Die Taverne "Zum Zaunkönig" (9)

  • Thraxas bewegte sich geschmeidig durch das Treiben im Wirtshaus. Jahrelange Übung in den Schänken Angbars als junger Soldat vergaß der Körper eben nicht so einfach. Auch er bemerkte die neugierigen Blicke und erwiderte so manchen Blick, grimmig, um sich erstmal Respekt zu verschaffen. Er wußte, daß seine Größe und seine ungewöhnliche Erscheinung alleine schon Eindruck auf so manchen einfachen Bauern und Händler machten und ein grimmiger Blick tat sein übriges.


    Am Tisch angekommen nahm er Alanis den Mantel von den Schultern und fragte, danach: "Darf ich?"

  • "Nein", lautete Alanis trockene Antwort, dann setzte sie sich an den Tisch. Mit dem Ärmel wischte sie beiläufig einige Spritzer Bier weg, die noch auf der Tischplatte schimmerten. "Aber ich schätze Du hättest Dich eh nicht abbringen lassen." Ihre Stimme schwankte zwischen Resignation und widerwilliger Akzeptanz. Sie winkte einer der Schankmaiden zu, als diese in ihre Richtung sah und wenig später stand das dralle, blonde Mädchen bei ihnen und erzählte, was es an diesem Abend zu essen gab. Ein Hirschgulasch mit Karoffeln und Preiselbeeren oder Bratkartoffeln mit Speck und Eiern. Alanis entschied sich für Ersteres und bestellte sich einen Becher verdünnten Gewürzweins - nach dem totalen Absturz in der vergangenen Nacht legte sie es wirklich nicht auf eine Wiederholung an. "Also, eine Lektion in Zwergisch, bitte?", nahm sie das Gespräch von vor einigen Minuten wieder auf.

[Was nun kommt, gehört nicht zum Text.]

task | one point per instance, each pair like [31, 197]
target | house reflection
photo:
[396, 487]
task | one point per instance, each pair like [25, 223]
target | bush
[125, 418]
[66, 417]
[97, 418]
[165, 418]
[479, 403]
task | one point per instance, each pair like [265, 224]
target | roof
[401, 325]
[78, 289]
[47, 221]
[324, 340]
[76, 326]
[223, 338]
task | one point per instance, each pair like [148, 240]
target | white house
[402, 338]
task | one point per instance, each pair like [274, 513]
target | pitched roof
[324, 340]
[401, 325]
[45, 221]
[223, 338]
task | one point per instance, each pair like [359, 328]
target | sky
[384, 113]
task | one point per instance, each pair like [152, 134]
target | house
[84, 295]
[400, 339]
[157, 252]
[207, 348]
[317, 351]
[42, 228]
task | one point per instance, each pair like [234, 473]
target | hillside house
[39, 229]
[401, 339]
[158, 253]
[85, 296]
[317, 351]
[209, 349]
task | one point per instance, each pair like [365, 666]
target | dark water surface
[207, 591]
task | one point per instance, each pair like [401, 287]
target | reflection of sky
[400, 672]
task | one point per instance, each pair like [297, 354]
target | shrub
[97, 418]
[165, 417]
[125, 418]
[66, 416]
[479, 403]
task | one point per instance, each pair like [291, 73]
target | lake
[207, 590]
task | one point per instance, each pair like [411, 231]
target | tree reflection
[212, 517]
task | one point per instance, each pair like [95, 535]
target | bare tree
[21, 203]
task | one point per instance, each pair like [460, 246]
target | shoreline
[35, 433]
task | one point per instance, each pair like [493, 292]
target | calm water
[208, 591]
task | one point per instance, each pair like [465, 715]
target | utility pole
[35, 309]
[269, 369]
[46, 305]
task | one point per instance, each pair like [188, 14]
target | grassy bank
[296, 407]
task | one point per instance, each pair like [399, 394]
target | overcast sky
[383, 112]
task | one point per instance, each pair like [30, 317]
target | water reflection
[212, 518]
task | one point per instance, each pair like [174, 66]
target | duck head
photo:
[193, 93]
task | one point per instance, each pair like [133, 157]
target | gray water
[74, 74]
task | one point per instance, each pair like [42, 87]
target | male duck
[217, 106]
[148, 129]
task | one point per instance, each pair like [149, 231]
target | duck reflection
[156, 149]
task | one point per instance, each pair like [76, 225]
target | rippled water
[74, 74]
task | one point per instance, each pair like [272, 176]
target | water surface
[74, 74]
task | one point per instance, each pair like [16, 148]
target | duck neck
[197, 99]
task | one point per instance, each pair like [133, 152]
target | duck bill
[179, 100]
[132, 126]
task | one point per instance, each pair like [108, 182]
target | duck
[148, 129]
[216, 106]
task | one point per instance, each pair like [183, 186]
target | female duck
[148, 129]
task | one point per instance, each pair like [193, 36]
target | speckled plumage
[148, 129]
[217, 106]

  • Thraxas bestellte für sich das gleiche Gericht wie Alanis und dazu Bier. An Alanis gewandt sagte er: "Ja, gern, aber zuerst zum Mantel. Natürlich könnt Ihr mich davon abhalten. Ich weiß jetzt, daß Ihr es nicht wünscht und werde es unterlassen." seine Stimme war von aufrichtigem Ernst.


    Heiterer fuhr er fort: "Wie habt Ihr erkannt, daß es zwergisch ist? Sprecht Ihr zwergisch und ist es nur wenig oder sprecht Ihr es gar nicht?


    Die Übersetzung der Worte ist ganz einfach. Garasch ist der Wortstamm für Eltern und na oder o die Endung für weiblich oder männlich. Garaschna, die Mutter, Garascho, der Vater. Garoscho heißt Bruder."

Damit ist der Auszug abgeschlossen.